Hi, In kotlin-dataframe, are there some built-in e...
# datascience
h
Hi, In kotlin-dataframe, are there some built-in example datasets? E.g. the docs in https://kotlin.github.io/dataframe/kpropertiesapi.html refer to
DataFrame.read("titanic.csv")
which is not running unless I dig the internet to find that csv. Most dataframe libraries bundle some examples, as in krangl
DataFrame.irisData
or similar. Same for dplyr in R. This would imho also much better practice (and is the common practice in R help) in the docs, which are never self-contained at the moment but always refer to some
df
which a user can easily create on his end.
h
Thx for the pointer. I found it meanwhile myself. But I guess most users would give up earlier and go back to dplyr/pandas. So I argue my point is still valid.

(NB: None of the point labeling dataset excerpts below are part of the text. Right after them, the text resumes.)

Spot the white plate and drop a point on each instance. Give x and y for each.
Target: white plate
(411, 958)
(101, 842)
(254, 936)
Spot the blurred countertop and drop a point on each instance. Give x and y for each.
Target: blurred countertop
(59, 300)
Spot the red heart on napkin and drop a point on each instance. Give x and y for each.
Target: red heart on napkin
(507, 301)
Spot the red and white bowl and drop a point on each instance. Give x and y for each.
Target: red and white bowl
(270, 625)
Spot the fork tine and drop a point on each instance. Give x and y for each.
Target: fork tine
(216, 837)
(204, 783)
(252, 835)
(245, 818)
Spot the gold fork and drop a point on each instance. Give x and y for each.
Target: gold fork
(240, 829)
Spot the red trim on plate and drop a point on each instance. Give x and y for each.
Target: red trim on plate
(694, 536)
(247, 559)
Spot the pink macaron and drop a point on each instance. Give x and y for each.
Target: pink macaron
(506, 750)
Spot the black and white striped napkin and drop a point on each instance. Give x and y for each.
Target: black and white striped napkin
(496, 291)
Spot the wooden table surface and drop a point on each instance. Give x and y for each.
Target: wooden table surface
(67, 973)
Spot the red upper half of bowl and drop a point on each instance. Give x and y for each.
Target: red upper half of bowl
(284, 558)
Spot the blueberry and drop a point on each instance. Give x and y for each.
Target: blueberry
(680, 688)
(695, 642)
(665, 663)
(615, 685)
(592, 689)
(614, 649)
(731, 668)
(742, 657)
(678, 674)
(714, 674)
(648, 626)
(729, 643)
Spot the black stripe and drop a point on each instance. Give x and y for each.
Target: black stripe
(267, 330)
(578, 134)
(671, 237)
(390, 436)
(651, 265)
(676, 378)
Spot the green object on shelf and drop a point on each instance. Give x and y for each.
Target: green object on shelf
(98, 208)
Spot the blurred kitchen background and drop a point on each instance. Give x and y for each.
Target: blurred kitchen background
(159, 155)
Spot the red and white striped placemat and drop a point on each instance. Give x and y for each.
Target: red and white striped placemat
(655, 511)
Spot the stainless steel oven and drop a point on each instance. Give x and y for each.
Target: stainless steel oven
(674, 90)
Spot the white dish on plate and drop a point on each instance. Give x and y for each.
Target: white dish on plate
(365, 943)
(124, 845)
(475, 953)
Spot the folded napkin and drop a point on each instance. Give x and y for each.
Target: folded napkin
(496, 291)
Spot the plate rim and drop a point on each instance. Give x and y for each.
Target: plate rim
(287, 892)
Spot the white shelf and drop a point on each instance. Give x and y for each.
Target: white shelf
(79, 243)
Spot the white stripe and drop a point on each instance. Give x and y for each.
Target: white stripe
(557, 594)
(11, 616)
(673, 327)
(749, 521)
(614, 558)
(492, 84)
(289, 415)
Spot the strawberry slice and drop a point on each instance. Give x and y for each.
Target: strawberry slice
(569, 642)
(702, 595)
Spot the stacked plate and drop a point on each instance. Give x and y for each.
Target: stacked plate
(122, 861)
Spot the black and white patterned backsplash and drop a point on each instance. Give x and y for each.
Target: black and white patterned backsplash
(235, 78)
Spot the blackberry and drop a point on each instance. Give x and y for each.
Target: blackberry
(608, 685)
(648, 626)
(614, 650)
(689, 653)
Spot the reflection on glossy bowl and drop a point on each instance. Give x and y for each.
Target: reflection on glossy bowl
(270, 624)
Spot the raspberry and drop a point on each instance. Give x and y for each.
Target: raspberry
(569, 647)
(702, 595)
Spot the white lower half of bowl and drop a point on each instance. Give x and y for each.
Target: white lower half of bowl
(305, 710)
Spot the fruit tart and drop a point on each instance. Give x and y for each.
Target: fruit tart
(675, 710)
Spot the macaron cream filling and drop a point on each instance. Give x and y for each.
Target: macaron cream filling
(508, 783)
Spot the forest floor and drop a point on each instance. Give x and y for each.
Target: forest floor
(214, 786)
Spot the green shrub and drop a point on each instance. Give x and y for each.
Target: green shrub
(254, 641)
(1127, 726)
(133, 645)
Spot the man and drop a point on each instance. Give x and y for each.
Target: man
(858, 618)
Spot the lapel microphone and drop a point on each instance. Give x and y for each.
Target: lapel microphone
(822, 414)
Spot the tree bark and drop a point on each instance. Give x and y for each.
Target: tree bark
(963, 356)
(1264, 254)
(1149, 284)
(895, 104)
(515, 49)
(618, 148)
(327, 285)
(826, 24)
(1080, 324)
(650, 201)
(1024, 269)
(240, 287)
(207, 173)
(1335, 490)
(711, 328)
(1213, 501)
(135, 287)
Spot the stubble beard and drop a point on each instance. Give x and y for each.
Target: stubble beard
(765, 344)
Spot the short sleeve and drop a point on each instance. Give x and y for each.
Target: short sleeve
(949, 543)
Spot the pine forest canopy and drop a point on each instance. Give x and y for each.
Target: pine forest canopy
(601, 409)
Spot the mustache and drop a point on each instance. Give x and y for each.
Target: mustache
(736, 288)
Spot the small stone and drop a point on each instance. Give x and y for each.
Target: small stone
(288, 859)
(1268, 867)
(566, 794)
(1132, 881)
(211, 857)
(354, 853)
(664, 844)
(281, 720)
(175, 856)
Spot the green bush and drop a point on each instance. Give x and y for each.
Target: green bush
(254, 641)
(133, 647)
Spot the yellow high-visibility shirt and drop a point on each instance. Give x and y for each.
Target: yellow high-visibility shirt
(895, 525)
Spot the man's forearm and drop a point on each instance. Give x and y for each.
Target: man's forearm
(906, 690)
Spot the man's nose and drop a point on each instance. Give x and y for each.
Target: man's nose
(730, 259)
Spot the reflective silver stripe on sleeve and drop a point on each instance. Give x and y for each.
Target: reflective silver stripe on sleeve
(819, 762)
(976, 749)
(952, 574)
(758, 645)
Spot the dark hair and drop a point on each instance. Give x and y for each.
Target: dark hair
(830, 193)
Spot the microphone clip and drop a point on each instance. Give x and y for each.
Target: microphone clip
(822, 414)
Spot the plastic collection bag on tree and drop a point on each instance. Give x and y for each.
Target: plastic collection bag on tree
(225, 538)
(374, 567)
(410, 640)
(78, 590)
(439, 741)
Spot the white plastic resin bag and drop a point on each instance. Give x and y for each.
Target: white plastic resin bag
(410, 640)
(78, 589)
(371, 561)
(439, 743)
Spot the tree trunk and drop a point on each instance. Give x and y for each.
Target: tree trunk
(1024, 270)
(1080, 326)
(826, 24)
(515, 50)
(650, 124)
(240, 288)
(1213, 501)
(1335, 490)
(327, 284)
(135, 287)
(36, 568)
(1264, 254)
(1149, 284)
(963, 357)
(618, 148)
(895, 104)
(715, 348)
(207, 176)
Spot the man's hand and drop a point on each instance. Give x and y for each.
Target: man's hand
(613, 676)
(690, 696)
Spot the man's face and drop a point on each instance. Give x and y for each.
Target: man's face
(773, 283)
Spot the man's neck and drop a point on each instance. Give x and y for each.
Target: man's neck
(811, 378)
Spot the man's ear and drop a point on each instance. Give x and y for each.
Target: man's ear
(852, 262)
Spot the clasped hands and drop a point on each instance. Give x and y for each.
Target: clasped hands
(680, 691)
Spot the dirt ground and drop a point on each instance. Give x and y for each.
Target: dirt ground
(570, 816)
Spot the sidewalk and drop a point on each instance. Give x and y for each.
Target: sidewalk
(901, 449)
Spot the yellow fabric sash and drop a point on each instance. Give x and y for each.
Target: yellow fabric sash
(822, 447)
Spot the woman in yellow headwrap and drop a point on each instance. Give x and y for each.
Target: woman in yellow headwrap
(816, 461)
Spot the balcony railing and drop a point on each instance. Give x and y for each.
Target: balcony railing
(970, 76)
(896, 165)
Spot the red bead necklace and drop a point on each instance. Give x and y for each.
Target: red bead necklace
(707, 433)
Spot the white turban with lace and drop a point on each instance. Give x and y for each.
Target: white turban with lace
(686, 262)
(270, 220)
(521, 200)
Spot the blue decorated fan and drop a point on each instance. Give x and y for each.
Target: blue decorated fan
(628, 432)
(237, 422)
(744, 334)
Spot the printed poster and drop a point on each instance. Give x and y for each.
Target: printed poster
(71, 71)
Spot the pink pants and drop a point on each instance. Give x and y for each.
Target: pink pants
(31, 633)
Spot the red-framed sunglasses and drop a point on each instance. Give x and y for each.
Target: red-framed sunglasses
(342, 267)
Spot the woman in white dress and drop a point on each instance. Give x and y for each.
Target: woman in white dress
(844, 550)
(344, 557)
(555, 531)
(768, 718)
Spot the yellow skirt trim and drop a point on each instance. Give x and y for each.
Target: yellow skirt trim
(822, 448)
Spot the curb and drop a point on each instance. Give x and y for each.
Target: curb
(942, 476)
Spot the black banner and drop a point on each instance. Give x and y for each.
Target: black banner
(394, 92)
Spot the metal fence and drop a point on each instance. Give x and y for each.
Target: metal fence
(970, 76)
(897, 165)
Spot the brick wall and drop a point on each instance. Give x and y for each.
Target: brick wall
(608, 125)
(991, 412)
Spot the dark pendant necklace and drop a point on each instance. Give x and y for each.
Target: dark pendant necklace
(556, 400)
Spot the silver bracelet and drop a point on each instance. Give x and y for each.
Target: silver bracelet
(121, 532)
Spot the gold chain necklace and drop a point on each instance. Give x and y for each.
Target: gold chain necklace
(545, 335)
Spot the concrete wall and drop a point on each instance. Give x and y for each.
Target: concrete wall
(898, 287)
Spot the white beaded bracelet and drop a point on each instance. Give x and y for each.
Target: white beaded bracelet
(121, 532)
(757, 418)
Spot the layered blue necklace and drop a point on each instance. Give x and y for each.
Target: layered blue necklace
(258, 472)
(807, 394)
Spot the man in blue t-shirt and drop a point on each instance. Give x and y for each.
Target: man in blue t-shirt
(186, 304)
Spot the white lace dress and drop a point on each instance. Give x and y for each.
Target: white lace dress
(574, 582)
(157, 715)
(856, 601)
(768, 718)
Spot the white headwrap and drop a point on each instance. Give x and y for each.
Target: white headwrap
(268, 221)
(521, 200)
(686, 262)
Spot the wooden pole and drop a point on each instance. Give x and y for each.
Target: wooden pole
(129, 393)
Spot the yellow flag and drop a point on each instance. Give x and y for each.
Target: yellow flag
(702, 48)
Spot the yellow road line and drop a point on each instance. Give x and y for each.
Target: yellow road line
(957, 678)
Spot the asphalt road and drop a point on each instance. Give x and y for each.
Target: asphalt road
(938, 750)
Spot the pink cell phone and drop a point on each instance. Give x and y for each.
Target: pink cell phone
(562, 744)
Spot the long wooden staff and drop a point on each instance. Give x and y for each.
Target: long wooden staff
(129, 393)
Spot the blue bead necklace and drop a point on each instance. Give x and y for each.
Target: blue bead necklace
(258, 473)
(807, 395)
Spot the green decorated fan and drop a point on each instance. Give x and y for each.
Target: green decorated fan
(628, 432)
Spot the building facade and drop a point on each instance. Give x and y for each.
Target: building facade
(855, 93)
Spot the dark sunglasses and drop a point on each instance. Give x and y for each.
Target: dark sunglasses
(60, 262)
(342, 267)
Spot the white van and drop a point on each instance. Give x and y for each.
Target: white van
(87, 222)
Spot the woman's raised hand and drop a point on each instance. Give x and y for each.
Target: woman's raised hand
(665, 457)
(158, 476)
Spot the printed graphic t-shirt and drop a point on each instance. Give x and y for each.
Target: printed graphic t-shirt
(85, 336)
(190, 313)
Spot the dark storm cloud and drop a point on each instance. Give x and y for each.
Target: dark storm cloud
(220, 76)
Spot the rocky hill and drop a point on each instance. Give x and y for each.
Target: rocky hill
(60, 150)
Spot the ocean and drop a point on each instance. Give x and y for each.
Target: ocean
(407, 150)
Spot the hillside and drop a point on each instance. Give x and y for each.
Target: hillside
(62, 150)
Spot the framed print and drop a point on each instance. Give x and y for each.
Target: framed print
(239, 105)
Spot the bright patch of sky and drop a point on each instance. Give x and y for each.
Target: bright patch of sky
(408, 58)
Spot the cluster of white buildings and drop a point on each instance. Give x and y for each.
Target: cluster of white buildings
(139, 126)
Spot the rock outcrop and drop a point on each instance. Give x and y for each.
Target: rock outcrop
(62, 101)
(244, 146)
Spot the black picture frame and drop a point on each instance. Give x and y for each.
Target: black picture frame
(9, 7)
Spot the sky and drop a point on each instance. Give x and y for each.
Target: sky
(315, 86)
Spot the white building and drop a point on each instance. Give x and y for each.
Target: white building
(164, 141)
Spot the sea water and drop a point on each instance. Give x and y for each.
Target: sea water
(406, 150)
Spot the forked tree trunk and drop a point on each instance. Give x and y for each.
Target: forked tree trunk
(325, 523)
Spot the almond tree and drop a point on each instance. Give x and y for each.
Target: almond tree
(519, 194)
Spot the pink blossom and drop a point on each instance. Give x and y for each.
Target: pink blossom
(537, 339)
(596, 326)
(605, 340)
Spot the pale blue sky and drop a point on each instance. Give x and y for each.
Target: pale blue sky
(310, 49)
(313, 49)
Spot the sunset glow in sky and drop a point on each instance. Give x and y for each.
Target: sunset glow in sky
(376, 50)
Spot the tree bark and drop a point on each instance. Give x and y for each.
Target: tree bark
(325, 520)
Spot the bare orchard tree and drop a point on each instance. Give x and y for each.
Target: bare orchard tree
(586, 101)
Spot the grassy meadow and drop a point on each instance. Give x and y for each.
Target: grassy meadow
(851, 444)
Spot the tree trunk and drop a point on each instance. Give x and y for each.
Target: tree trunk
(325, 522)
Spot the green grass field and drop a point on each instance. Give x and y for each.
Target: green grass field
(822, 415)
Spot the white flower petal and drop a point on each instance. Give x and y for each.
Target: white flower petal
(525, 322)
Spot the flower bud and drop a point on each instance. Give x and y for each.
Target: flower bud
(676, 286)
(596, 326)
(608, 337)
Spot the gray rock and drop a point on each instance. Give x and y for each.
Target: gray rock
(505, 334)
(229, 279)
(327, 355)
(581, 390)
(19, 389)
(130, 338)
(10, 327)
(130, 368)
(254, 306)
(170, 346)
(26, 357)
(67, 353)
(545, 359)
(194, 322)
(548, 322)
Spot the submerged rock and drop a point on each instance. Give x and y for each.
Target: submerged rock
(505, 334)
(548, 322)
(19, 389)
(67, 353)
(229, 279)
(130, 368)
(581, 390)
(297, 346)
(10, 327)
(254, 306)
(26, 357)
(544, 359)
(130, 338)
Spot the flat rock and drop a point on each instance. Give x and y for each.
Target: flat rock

Also, it seems the api-docs in https://kotlin.github.io/dataframe/kpropertiesapi.html refer to a different version of the dataset:
survived
is an Int in the csv but referred to as Boolean in the mentioned link (see data class Passenger).
n
Hi! I think now there are example datasets only in example notebooks / idea projects. But most of the documentation don't explicitly reference datasets. I do agree that samples from the doc should be more self contained. As for titanic.csv, my guess is that this code never actually ran, because i cannot find a dataset with Booleans in the history. So it also should be fixed. Thank you for sharing your thoughts and drawing attention to onboarding experience 🙂 dplyr docs look like a good source of inspiration for future improvements
h
Btw, as part of my efforts to support users to migrate from krangl to kdf, I've started https://github.com/holgerbrandl/kdfutils recently where I have implemented bidirectol conversions, and expose a facade API to provide the functions which seem IMHO missing yet in kdf. This includes example datasets, see https://github.com/holgerbrandl/kdfutils/blob/main/src/main/kotlin/DataSets.kt. Importantaly, the krangl API is completely internalized in kdfutils (via gradle API dependency), to provide an actual migration path away from it. Cleary kdfutils is still WIP.